OK, I need some adult supervision here. The last time I had the wheels off my car was the about three months ago when I pulled the rear end to replace the seals and output shaft bearings. Note that I have the aluminum pin-drive wheels with aluminum spinners. When I reassembled the car after that maintenance, I used copious amounts of anti-seize on the threads and the mating surface between the spinners and the wheels. I tightened each spinner with two or three whacks of my dead-blow hammer and safety wired the spinners to the wheels. As part of the routine maintenance, I also pulled the fronts and lubricated them at the same time. This is just as I've done on the car for the past six years.

Last weekend, I decided to perform some relatively minor maintenance on the car, which required pulling of the left rear wheel. When I tried to remove the spinner, I found it frozen. The removal odyssey then began. I retrieved my FinishLine spinner tool and tried to use that, only to find that with the car sitting on the epoxy-painted floor and the wife holding the brake pedal as firmly as she could, I only succeeded in rotating the entire wheel assembly. I then pushed the car onto the street where I could get a better grip between the tire and the asphalt. I pushed the steel bar midway through the tool and supported the outer end of the tool with a jackstand.
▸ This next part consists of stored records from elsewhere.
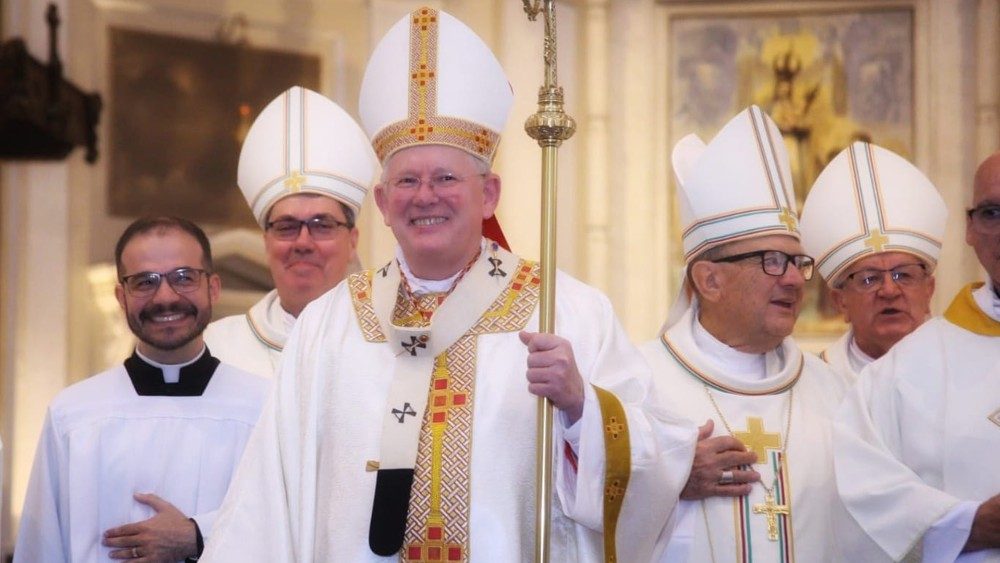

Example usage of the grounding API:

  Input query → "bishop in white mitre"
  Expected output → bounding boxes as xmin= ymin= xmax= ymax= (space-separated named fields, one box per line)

xmin=800 ymin=142 xmax=946 ymax=382
xmin=642 ymin=106 xmax=887 ymax=562
xmin=202 ymin=7 xmax=697 ymax=563
xmin=204 ymin=86 xmax=379 ymax=379
xmin=834 ymin=151 xmax=1000 ymax=561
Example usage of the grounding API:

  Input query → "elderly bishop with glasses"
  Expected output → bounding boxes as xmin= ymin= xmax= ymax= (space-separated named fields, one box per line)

xmin=14 ymin=217 xmax=268 ymax=563
xmin=833 ymin=151 xmax=1000 ymax=561
xmin=799 ymin=142 xmax=947 ymax=382
xmin=641 ymin=106 xmax=886 ymax=561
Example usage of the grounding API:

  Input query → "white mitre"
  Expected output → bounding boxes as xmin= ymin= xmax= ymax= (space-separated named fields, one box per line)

xmin=358 ymin=6 xmax=513 ymax=164
xmin=799 ymin=141 xmax=947 ymax=284
xmin=674 ymin=105 xmax=800 ymax=261
xmin=664 ymin=105 xmax=799 ymax=329
xmin=237 ymin=86 xmax=379 ymax=227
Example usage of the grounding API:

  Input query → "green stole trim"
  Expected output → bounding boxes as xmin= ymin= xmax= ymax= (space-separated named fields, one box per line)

xmin=943 ymin=283 xmax=1000 ymax=336
xmin=594 ymin=385 xmax=631 ymax=563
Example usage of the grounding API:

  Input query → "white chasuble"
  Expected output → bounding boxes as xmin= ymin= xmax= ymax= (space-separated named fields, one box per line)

xmin=202 ymin=241 xmax=698 ymax=563
xmin=642 ymin=306 xmax=882 ymax=562
xmin=204 ymin=289 xmax=289 ymax=378
xmin=835 ymin=283 xmax=1000 ymax=561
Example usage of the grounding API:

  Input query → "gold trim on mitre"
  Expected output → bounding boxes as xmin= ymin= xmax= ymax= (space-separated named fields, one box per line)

xmin=370 ymin=7 xmax=501 ymax=163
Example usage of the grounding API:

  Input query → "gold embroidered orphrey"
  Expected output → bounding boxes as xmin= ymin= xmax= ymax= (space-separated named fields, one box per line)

xmin=349 ymin=260 xmax=541 ymax=562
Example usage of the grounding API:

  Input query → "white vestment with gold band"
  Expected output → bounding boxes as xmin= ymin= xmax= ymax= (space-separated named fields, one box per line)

xmin=204 ymin=289 xmax=289 ymax=379
xmin=642 ymin=305 xmax=886 ymax=562
xmin=834 ymin=283 xmax=1000 ymax=562
xmin=202 ymin=242 xmax=697 ymax=562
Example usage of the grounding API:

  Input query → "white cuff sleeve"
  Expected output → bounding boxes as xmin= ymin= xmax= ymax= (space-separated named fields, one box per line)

xmin=923 ymin=500 xmax=979 ymax=563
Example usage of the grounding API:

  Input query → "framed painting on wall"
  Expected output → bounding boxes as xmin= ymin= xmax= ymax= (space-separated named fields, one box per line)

xmin=107 ymin=27 xmax=321 ymax=227
xmin=662 ymin=1 xmax=920 ymax=338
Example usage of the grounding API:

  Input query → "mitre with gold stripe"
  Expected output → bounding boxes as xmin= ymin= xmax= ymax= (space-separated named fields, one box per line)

With my neighbor sitting in the car holding the brakes, and both his wife and mine standing on one side of the bar, I pushed up on the other end with my floor jack and was finally able to get the spinner to break loose. As a precaution, I checked the other three wheels and found all of them frozen. Each eventually came loose using similar tactics, although the left rear was the worst of the lot. In the process, we bent the steel rod enough that I was unable to extract it from the tool. A buddy from work took the tool, with bar still attached, to his home shop, cut the bar off on both sides of the tool, and pounded it out with a three-pound mallet.

Visual inspection of the spinners showed a small area of galling, about 1/16 inch wide and maybe an inch long, on the mating surface of the spinners. This led to a little research, with somewhat confused results. As a result, I have two questions to pose to this distinguished assemblage. First, why did the spinner apparently weld itself to the wheel when it seemed to be properly lubricated? Second, and more important, will switching from aluminum spinners to stainless steel spinners eliminate the galling and/or welding problem? I’d hate to have a flat somewhere in the middle of East Camel’s Breath, Arizona and find the spinners frozen again.

By the way, I have to offer kudos to Enzo and his spinner tool. Without that tool, I think the only option would have been to cut the spinners off the hub. I’m now looking for a hardened steel bar for the next usage.